Voilà, le sophisme, ou le paralogisme, comme on voudra, qui permet à un peuple libre d’être beaucoup plus oppresseur qu’un despote, et à la souveraineté nationale d’être beaucoup plus tyrannique que la souveraineté royale. On peut se révolter contre un tyran. Il est trop évident qu’avec lui, il n’y a de liberté nulle part et qu’il est un pur et simple usurpateur ; on ne peut pas, on ne doit pas se révolter contre le peuple oppresseur. Si on le fait, le sophisme se dresse : « Vous êtes libre, puisque la loi qui vous opprime vient de vous. En vous révoltant, vous vous révoltez contre votre liberté. Votre libéralisme est liberticide. Vous n’avez pas le sens commun. Il doit vous suffire d’être libre en tant que faisant partie de ce peuple libre qui, du reste, vous opprime. » On sait que ce sophisme est en toutes lettres dans le Contrat social. Il est aussi dans Lamartine, qui, je pense, en le formulant en un beau vers, n’y croyait guère :

Le joug que l’on choisit est encor liberté.

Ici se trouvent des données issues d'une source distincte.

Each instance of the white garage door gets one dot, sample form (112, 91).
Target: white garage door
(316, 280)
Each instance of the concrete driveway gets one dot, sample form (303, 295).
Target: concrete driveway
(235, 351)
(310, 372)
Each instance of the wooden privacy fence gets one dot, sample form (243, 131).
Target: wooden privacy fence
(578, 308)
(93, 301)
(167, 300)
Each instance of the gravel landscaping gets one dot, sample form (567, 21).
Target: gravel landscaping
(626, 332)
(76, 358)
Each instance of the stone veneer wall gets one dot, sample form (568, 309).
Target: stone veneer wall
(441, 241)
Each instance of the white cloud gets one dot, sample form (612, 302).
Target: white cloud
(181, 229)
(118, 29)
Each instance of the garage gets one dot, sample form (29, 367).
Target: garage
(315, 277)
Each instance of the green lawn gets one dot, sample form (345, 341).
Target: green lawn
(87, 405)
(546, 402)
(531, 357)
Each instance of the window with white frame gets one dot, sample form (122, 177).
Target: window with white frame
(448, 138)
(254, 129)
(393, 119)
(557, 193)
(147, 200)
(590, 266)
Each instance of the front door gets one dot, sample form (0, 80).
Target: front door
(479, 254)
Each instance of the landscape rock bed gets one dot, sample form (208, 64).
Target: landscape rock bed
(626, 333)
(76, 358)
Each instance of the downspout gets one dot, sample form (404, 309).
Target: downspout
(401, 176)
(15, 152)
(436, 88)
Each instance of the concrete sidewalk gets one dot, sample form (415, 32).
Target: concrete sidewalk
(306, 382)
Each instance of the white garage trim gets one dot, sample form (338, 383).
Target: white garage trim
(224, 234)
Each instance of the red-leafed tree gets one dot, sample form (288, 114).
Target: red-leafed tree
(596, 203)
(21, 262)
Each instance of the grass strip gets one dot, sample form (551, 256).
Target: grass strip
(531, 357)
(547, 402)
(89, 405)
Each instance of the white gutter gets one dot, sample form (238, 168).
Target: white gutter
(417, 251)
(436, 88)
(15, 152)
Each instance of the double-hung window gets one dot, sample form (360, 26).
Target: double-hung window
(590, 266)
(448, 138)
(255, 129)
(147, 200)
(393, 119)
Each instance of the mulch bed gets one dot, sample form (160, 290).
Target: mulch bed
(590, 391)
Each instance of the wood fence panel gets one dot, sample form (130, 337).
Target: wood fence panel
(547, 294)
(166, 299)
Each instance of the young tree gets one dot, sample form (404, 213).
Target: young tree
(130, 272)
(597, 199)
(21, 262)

Il permet à un peuple d’être aussi oppresseur que possible avec la plus grande tranquillité d’esprit et de conscience. Un despote en son lit de justice doit avoir quelques inquiétudes ou quelques remords : un peuple dort dans le sien sur les deux oreilles. L’avantage d’appartenir à un peuple libre est qu’on y est tyrannisé, en passant pour un ennemi de la liberté si l’on est libéral.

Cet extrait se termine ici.